Simple text breadcrumb trail
A single horizontal line of category links separated by chevrons, sitting above the page title. The default pattern across most retail catalogues, doubles as a SEO signal via BreadcrumbList structured data.
> what's good
- +Lightweight, accessible, and predictable for shoppers and crawlers.
- +Pairs cleanly with BreadcrumbList JSON-LD for Google rich-result eligibility.
- +Reinforces site hierarchy without taking up vertical space.
> what's risky
- ·Easy to forget on dynamic landing pages, leaving orphaned URLs without context.
- ·On deep catalogues the trail can wrap awkwardly on tablet widths.
- ·Often built as cosmetic chrome, not as a real navigation aid users actually click.
Dropdown breadcrumbs with sibling categories
Each crumb opens a dropdown listing sibling categories at that level, letting shoppers jump sideways without going up first.
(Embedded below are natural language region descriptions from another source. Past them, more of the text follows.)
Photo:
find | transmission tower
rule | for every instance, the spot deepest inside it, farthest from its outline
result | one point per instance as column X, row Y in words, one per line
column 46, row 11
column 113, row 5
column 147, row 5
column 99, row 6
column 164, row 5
Common on department stores and large fashion retailers where lateral browsing matters.
> what's good
- +Surfaces lateral navigation that flat breadcrumbs hide entirely.
- +Reduces the up-and-down clicks needed to compare adjacent categories.
- +Useful on broad catalogues where shoppers don't yet know which sibling fits.
> what's risky
- ·Adds JS weight and accessibility complexity to a normally trivial component.
- ·Hover-only triggers fail on touch and screen readers if not built carefully.
- ·Easy to overload with dozens of siblings, defeating the focused-list intent.
Horizontal-scroll breadcrumb on mobile
On narrow viewports the breadcrumb stays on a single line and scrolls horizontally rather than wrapping. A small fade or chevron at the right edge hints at overflow. Used by deep-catalogue retailers like Instacart and large grocery sites.
> what's good
- +Preserves full hierarchy on mobile without consuming multiple lines of vertical space.
- +Single-line layout keeps the page title above the fold on small screens.
- +Fade or chevron affordance signals overflow without adding chrome.
> what's risky
- ·Horizontal scroll on a non-list element trips up touch users and assistive tech.
- ·Without an affordance, deep paths can feel hidden behind invisible scroll.
- ·Easy to swipe past the most important crumb, the current page, while exploring.